Lush has opened a “thorough” investigation after a cyberattack impacted its systems. The British body care company is currently addressing the incident with the assistance of outside IT forensic experts.
The company has notified the appropriate authorities and takes cyber security “exceptionally seriously,” according to the statement.
The UK’s Information Commissioner’s Office (ICO) is one example of this; by law, businesses must notify the ICO of any breaches involving personal data within 72 hours of becoming aware of them.
The public’s access to information rights and data privacy is promoted by the ICO.
In 2023, 32% of UK businesses experienced cyberattacks, with the percentage rising to 69% for large businesses, according to IT support services provider AAG.
As of right now, the attack’s nature and scope are unknown
“The investigation is at an early stage but we have taken immediate steps to secure and screen all systems to contain the incident and limit the impact on our operations,” Lush said in a statement.
Such incidents have also targeted beauty companies; last year, a cyber breach affected the Estée Lauder Companies (ELC).
Data from the internal systems of the beauty company was obtained by a hacker.
To prevent more data from being stolen, the owner of MAC and Tom Ford was forced to shut down a portion of their network after the hack.
On June 7, 2023, the Russian cybercriminal group Clop launched a cyberattack against Boots as well.
The health and beauty retailer in the UK was one of thousands of businesses whose employee data—which included names, addresses, bank account information, and national insurance numbers—was compromised.
Lush Retail Ltd., a British cosmetics retailer is surrounded by uncertainty after confirming a cybersecurity incident is brewing within the company. Although there are still few details available, the news has left both industry insiders and consumers curious about how far down this aromatic rabbit hole it goes.
The news was announced by the company in a succinct statement, which said they are “currently responding to a cybersecurity incident” but did not elaborate on the type of attack or its possible targets. With worries ranging from operational disruptions to customer data breaches, this enigmatic stance has only served to fuel speculation.
“Lush UK&I is currently responding to a cyber security incident and working with external IT forensic specialists to undertake a comprehensive investigation. The investigation is at an early stage but we have taken immediate steps to secure and screen all systems to contain the incident and limit the impact on our operations. We take cyber security exceptionally seriously and have informed relevant authorities.”

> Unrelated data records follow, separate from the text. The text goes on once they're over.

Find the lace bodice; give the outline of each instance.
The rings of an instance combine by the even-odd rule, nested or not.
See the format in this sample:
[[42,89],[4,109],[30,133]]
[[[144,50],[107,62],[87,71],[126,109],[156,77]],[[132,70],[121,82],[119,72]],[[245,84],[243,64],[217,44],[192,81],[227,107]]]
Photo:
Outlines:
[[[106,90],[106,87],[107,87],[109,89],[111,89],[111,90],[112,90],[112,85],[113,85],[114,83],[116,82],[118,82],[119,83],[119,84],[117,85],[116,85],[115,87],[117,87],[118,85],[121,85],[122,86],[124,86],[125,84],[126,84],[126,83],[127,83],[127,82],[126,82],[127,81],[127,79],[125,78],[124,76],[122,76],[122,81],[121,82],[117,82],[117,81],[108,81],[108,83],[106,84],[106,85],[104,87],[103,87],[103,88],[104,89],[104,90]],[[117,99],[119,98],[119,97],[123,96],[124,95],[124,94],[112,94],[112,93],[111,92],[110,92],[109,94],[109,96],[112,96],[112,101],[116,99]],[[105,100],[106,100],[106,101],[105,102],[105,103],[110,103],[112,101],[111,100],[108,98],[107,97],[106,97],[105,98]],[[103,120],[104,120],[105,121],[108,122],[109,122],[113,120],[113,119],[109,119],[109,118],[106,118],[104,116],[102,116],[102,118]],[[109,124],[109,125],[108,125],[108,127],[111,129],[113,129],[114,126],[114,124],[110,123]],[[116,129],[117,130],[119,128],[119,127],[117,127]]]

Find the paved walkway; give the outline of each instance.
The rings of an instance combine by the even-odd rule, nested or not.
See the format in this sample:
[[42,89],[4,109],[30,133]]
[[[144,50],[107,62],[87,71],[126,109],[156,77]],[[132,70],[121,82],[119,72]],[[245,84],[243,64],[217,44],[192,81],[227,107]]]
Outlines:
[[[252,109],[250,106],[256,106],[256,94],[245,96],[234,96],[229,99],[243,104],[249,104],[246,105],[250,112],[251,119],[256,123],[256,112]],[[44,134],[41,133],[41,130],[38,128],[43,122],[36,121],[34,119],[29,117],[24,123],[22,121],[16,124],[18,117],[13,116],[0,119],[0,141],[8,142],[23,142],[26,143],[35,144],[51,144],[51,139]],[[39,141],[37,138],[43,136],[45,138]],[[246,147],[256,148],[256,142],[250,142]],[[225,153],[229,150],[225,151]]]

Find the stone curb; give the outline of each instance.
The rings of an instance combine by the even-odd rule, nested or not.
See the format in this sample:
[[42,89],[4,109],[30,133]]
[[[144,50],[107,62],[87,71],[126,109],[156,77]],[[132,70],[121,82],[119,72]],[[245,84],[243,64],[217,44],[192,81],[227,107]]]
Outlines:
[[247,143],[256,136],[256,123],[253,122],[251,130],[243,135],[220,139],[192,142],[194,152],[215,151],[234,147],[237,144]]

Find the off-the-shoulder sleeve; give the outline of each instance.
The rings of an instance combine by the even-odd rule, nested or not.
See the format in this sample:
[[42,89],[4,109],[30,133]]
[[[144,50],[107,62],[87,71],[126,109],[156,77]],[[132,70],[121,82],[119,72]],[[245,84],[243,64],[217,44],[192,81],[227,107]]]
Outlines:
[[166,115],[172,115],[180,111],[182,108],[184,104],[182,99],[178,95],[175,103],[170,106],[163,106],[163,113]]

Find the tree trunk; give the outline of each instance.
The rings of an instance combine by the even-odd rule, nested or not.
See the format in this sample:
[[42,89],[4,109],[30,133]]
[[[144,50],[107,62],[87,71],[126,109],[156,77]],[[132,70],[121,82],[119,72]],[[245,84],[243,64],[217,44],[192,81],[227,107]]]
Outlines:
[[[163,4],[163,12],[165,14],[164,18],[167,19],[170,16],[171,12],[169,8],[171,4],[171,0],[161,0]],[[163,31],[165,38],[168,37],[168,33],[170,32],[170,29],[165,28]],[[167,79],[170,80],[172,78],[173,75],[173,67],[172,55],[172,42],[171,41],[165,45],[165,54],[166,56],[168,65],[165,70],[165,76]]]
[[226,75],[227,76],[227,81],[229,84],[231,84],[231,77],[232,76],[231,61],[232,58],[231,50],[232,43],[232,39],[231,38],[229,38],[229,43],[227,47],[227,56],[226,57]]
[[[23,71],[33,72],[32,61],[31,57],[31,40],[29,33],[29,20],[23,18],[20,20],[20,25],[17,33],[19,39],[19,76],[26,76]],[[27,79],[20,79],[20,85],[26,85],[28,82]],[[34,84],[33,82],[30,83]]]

Analysts advise consumers to avoid becoming complacent and to stay alert for shady emails or messages purporting to be from Lush.
As the investigation progresses, Lush clients can take the following proactive actions:
- Change up your passwords: As a precaution, change the login information for any online accounts linked to Lush.
- Take caution when phishing: Be cautious when responding to emails and other correspondence purporting to be from Lush. If you are not sure about the legitimacy of an attachment or link, don’t open it.
- Observe credit reports. Watch for any unusual activity that might indicate unauthorized access to your financial data.
Should Lush decide to disclose additional information about the cyber attack. There is still one certain thing, though: over the past few months, there has been an extraordinary increase in cyberattacks in the UK.
It was revealed earlier this month that hackers used LinkedIn to carry out a planned cyberattack on Nuclear Waste Services in the UK. Samsung revealed a data breach in November 2023, a few months prior, in which hackers stole customer data from Samsung locations in the UK.